My lab discovered the genetic cause of Sam’s disease two decades ago: A single DNA letter gone wrong, a T that should have been a C in a critical gene called lamin A. The same misspelling occurs in almost all 200 individuals around the world with progeria.
The opportunity to deal with this disease by directly correcting the spelling error in the relevant body tissues was only science fiction a few years ago. So what Crispr has arrived – the elegant enzymatic apparatus that enables the delivery of DNA scissors to a specific target in the genome. In December 2023, the The FDA has approved the first therapy based on Crispr for sickle cell disease. That approach required removing bone marrow cells from the body, making a disabling cut in a particular gene that regulates fetal hemoglobin, treating the patient with chemotherapy to make room in the marrow, and then reinfusing the edited cells. Relief from lifelong anemia and excruciating pain attacks is now being delivered to sickle cell disease patients, albeit at a very high cost.

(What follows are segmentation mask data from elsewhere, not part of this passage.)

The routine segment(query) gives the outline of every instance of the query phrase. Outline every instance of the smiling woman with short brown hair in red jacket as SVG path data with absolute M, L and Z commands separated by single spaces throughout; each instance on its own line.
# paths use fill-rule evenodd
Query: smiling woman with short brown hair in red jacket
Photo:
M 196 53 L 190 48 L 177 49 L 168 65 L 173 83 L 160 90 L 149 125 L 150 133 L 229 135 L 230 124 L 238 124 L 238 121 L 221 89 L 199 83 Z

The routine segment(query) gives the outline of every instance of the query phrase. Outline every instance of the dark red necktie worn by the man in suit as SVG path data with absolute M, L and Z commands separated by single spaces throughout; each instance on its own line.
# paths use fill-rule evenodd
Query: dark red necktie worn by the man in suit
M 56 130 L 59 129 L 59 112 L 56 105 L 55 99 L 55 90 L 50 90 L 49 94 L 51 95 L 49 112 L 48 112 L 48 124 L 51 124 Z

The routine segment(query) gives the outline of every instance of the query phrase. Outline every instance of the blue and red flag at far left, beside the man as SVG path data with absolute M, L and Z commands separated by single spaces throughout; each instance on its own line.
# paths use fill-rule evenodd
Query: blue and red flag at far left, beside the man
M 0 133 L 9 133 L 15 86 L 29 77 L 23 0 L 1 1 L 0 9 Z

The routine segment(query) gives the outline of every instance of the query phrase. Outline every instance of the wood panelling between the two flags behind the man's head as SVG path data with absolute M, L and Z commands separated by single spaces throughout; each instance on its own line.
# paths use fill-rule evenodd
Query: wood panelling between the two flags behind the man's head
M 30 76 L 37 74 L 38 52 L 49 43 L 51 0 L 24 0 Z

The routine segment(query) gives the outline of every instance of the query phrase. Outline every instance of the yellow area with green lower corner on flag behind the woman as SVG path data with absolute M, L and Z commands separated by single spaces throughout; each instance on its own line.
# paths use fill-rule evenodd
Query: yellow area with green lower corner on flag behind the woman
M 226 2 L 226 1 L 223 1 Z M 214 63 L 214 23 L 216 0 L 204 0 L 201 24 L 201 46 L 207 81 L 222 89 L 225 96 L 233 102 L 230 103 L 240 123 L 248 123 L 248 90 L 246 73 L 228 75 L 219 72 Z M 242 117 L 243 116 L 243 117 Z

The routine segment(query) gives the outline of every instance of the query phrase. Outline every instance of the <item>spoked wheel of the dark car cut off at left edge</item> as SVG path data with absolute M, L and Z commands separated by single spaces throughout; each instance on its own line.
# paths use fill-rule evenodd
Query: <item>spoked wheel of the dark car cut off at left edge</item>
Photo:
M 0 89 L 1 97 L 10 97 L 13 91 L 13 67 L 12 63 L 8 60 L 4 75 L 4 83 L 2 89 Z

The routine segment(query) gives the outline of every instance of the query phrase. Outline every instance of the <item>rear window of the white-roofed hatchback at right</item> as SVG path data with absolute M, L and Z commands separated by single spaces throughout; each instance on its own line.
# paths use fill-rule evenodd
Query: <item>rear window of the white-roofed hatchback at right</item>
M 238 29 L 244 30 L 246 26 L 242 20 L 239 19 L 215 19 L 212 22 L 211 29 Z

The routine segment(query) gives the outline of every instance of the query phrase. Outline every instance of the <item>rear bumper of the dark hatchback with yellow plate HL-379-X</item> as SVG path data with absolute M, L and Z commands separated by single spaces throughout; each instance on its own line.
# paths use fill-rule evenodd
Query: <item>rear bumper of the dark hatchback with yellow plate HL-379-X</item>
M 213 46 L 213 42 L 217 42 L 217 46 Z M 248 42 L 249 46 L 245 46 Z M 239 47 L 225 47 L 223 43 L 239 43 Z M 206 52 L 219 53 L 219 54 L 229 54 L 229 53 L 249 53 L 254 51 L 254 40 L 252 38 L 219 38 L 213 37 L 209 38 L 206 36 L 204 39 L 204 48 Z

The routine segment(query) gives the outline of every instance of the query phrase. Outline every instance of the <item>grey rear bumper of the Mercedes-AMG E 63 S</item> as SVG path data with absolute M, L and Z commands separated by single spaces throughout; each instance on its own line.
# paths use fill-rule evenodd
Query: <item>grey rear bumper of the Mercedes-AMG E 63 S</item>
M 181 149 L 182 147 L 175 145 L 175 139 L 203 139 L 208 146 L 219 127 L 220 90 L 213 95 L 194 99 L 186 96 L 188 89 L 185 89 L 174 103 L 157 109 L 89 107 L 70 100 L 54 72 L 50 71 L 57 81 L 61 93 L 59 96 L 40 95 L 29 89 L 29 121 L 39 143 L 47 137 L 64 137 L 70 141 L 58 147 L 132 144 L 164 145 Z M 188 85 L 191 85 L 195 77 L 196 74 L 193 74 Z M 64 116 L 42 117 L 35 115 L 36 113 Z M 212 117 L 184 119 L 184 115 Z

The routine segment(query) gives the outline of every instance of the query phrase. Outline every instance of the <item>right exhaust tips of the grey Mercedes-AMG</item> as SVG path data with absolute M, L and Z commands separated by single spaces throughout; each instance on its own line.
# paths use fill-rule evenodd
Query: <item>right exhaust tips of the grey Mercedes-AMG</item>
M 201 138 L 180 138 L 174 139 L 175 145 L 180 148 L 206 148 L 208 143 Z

For progeria and thousands of other genetic diseases, there are two reasons why this same approach doesn’t work. First, the editing desired for most spellings will not generally be achieved by a disabling cut in the gene. Instead, a correction is needed. In the case of progeria, the T that causes the disease must be edited back to a C. By analogy with a word processor, what is needed is not “find and delete” (first generation Crispr), it is “find and replace” (next generation Crispr). Second, the misspelling must be repaired in the parts of the body that are most damaged by the disease. While bone marrow cells, immune cells and skin cells can be removed from the body to administer gene therapy, that does not work when the main problem is in the cardiovascular system (such as in progeria) or in the brain (as in many rare). genetic diseases). In the lingo of the genetic therapist, we need alive options.

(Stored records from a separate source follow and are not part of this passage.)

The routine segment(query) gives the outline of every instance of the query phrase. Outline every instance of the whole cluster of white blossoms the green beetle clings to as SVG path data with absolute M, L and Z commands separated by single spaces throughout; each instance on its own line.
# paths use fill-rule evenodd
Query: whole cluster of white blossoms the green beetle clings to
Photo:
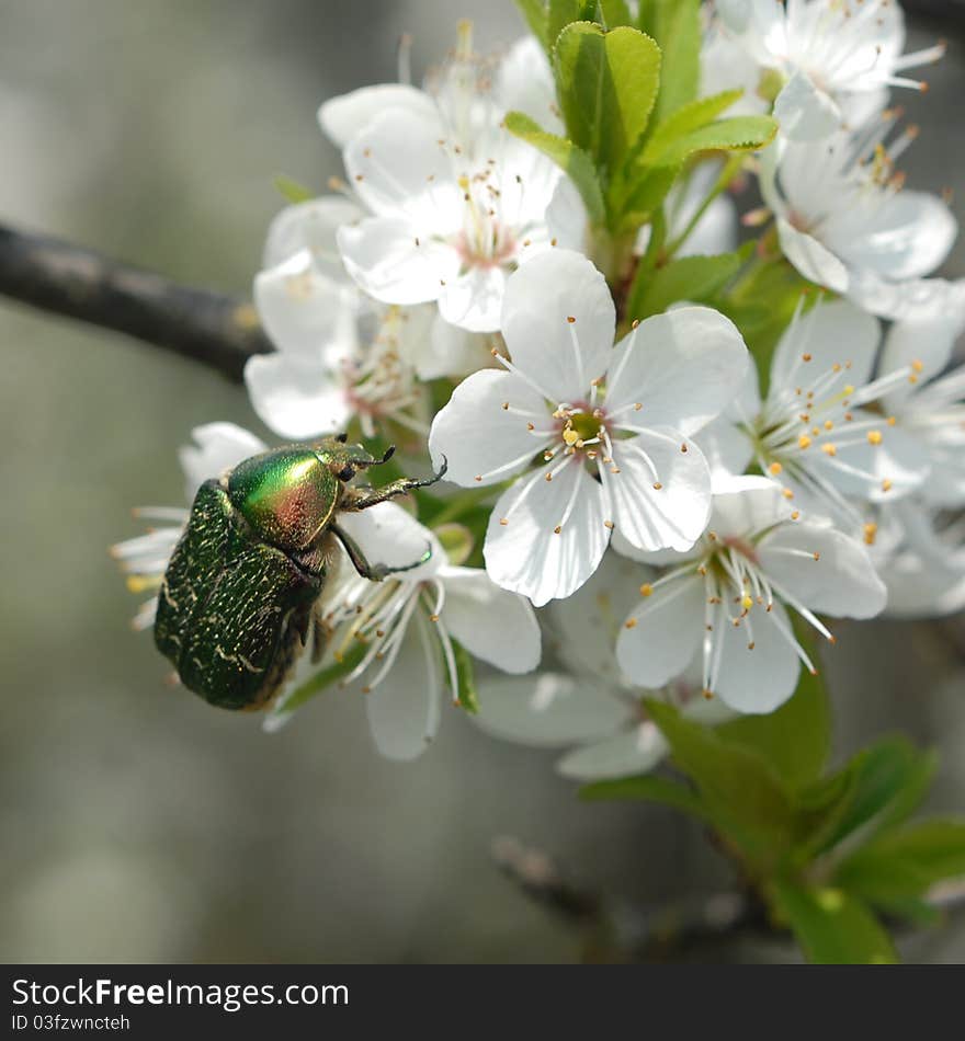
M 574 137 L 572 28 L 484 58 L 464 25 L 423 87 L 319 110 L 345 175 L 269 229 L 254 300 L 275 352 L 248 363 L 251 404 L 281 441 L 352 430 L 447 469 L 418 505 L 354 518 L 370 559 L 431 556 L 381 583 L 339 569 L 326 657 L 269 725 L 331 676 L 412 758 L 477 659 L 514 674 L 474 691 L 483 728 L 622 776 L 665 752 L 645 694 L 708 722 L 770 712 L 828 619 L 965 606 L 965 282 L 933 276 L 957 226 L 905 187 L 917 131 L 888 107 L 941 45 L 904 53 L 889 0 L 718 0 L 695 98 L 627 149 L 668 184 L 613 220 L 552 144 Z M 776 134 L 660 165 L 701 105 Z M 264 448 L 229 424 L 195 441 L 189 496 Z M 135 582 L 185 516 L 117 547 Z

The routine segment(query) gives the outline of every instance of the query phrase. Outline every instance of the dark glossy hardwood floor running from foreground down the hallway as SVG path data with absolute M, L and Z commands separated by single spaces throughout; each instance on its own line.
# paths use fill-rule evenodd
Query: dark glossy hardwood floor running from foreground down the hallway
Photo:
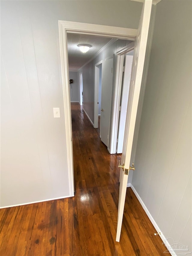
M 121 155 L 109 154 L 79 104 L 71 109 L 75 196 L 0 209 L 0 255 L 164 255 L 131 188 L 115 241 Z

The exciting news in 2025 is that both barriers will begin to come down. The next generation of Crispr-based gene editors, particularly elegantly pioneered by the Broad Institute’s David Liu, allows accurate correct editing of almost any gene misspelling, without inducing a scissor cut. In terms of delivery systems, the adeno-associated virus (AAV) family of vectors already provides the ability to achieve this. alive edition in the eye, liver and muscle, although there is still a lot of work to be done to optimize delivery to other tissues and ensure safety. Non-viral delivery systems, such as lipid nanoparticles, are under intense development and may replace viral vectors within a few years.
Working with David Liu, the mother of Sam Berns, and Leslie Gordon of the Progeria Research Foundation, my research group has already shown that a single intravenous infusion of a alive The gene editor can dramatically extend the lives of mice that have been engineered to carry the human progeria mutation. Our team is now working to bring this to a human clinical trial. We are really excited about the potential for children with progeria, but this excitement could have an even bigger impact. This strategy, if successful, could be a model for about 7,000 genetic diseases where the specific spelling that causes the disease is known, but no therapy exists.

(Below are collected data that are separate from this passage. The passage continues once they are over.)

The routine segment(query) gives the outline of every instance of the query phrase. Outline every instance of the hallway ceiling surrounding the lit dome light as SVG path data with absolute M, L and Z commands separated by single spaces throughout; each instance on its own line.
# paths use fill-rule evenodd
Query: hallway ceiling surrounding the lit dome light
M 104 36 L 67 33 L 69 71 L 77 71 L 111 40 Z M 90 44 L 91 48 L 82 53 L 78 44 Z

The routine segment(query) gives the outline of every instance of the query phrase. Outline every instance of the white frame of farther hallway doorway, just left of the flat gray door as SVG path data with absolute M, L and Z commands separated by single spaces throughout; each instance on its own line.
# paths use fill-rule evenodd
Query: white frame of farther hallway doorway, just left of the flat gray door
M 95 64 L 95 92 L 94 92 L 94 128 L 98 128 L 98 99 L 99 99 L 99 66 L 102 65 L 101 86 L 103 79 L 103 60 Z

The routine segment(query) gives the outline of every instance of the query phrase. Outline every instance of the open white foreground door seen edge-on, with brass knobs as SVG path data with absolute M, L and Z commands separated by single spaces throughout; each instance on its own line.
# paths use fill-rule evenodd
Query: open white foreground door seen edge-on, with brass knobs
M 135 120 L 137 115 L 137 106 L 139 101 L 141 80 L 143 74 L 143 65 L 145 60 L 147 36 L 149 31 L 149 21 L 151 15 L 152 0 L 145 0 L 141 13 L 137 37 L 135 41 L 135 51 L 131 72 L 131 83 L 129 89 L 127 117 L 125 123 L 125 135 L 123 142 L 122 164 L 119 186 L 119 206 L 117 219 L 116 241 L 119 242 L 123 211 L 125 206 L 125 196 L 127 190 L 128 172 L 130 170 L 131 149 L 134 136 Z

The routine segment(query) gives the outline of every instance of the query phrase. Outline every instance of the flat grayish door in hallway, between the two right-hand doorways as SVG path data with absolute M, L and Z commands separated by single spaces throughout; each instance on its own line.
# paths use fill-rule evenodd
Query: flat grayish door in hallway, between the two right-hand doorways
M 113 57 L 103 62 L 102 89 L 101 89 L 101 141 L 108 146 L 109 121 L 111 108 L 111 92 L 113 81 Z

There are many obstacles, the cost is a big one, since private investment is absent for diseases that affect only a few hundred individuals. However, the success for a few rare diseases, supported by the government and philanthropic funds, will probably lead to efficiencies and economies that will help with other future applications. This is the best hope for the tens of millions of children and adults waiting for a cure. The rare disease community must press on. That’s what Sam Berns would have wanted.